|Company||Vaibhav Global Ltd|
|Date of report||May 29, 2017|
|Target Price (Rs)||608|
Vaibhav Global Ltd Research Report
Vaibhav Global Ltd (VGL) continued the recovery during the quarter as well and posted positive volume growth in both the segments – TV as well as Web. As we have keep highlighting that the company’s business model involves high fixed cost (cost of channel, employees, inventory etc) hence the leverage of higher growth directly translates to EBITDA level which is evident from the improvement seen in margins during current quarter.

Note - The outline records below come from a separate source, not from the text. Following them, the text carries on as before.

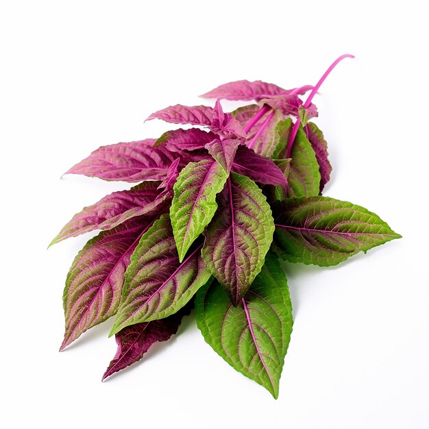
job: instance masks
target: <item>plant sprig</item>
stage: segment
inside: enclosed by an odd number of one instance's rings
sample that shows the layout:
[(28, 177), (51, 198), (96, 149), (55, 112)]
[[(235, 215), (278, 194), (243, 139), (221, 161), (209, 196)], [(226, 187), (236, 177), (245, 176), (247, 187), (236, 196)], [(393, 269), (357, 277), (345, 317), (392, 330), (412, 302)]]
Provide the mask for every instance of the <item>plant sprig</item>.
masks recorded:
[[(214, 108), (158, 110), (148, 119), (206, 130), (103, 146), (67, 171), (138, 184), (84, 208), (51, 243), (101, 230), (67, 275), (60, 350), (114, 316), (118, 350), (104, 379), (170, 338), (195, 306), (213, 350), (278, 397), (293, 326), (280, 260), (335, 265), (400, 237), (321, 194), (332, 167), (312, 101), (347, 57), (315, 86), (237, 81), (204, 95)], [(221, 99), (256, 103), (225, 113)]]

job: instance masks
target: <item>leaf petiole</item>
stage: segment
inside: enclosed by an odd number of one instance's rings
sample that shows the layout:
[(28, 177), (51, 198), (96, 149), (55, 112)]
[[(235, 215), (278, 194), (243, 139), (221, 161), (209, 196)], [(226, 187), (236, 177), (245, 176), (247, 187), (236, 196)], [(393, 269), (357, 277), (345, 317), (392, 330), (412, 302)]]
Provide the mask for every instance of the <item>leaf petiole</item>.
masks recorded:
[[(316, 84), (316, 86), (312, 88), (311, 93), (307, 97), (307, 99), (304, 101), (303, 104), (303, 107), (304, 108), (308, 108), (311, 104), (311, 101), (313, 97), (316, 95), (316, 93), (319, 90), (319, 88), (321, 86), (321, 84), (325, 82), (325, 79), (329, 74), (332, 71), (335, 66), (341, 60), (344, 60), (344, 58), (354, 58), (354, 55), (350, 55), (350, 53), (345, 53), (341, 56), (339, 57), (332, 62), (332, 64), (328, 68), (328, 70), (323, 73), (323, 75), (319, 79), (319, 82)], [(292, 146), (293, 145), (293, 142), (295, 141), (295, 138), (296, 137), (297, 132), (298, 132), (298, 128), (301, 125), (301, 119), (297, 118), (295, 123), (293, 124), (293, 127), (292, 127), (292, 131), (289, 134), (289, 140), (288, 141), (288, 147), (287, 151), (286, 152), (286, 158), (291, 158), (291, 154), (292, 153)]]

EBITDA margins for Q4FY17 improved to 7.2% vs 3.1% in Q4FY16, despite flat gross margins. Net sales grew by 8.2% to Rs 376 cr from Rs 347 cr in Q4FY16. The company has completed all the up gradation and developmental work (introduction of Budget pay (EMI), allowed return of goods, launch of mobile app) it was undertaking and now is at par with nearest competitor but with lowest average selling price. We believe the company has now completed its transition phase and poised for healthy volume growth and strong margins. Management has maintained its low double digit volume growth for FY18 which we believe will directly translate to profitability.
TV sales witnessed volume growth of 15% vs negative 28% % seen in Q4FY16. Web sales saw positive volume growth of 20% vs negative 37% in Q4FY16.
Gross margins were flat yoy at 60% however improved marginally sequentially from 58% in Q3FY17, despite higher share of B2B business. For FY17 gross margins have come down from 63% in FY16 to 60% in FY17 but due to higher leverage of fixed cost EBITDA margins have improved to 6.2% from 5.2%.
The company has launched mobile app both in US and UK markets
Sales return has stabilized to 15%
The company added 42,000 new customers and now total number of unique customers are 3,40,000
VGL has seen repeat buying 19 times with 26.7 pieces per customer
Valuations and Recommendations
We continue to like the asset light business model of VGL and we believe that company has reached an inflection point. We expect the company to report 13% sales CAGR over FY17-19E with net profit CAGR of 42%. Due to heavy fixed cost business model, we expect EBITDA margins to increase higher. The stock has run up in recent past and trading at 52W high. At CMP it is trading at a PE of 14.1x on our FY19E earnings. We recommend HOLD on the stock with a target price of Rs 608 (17x FY19E).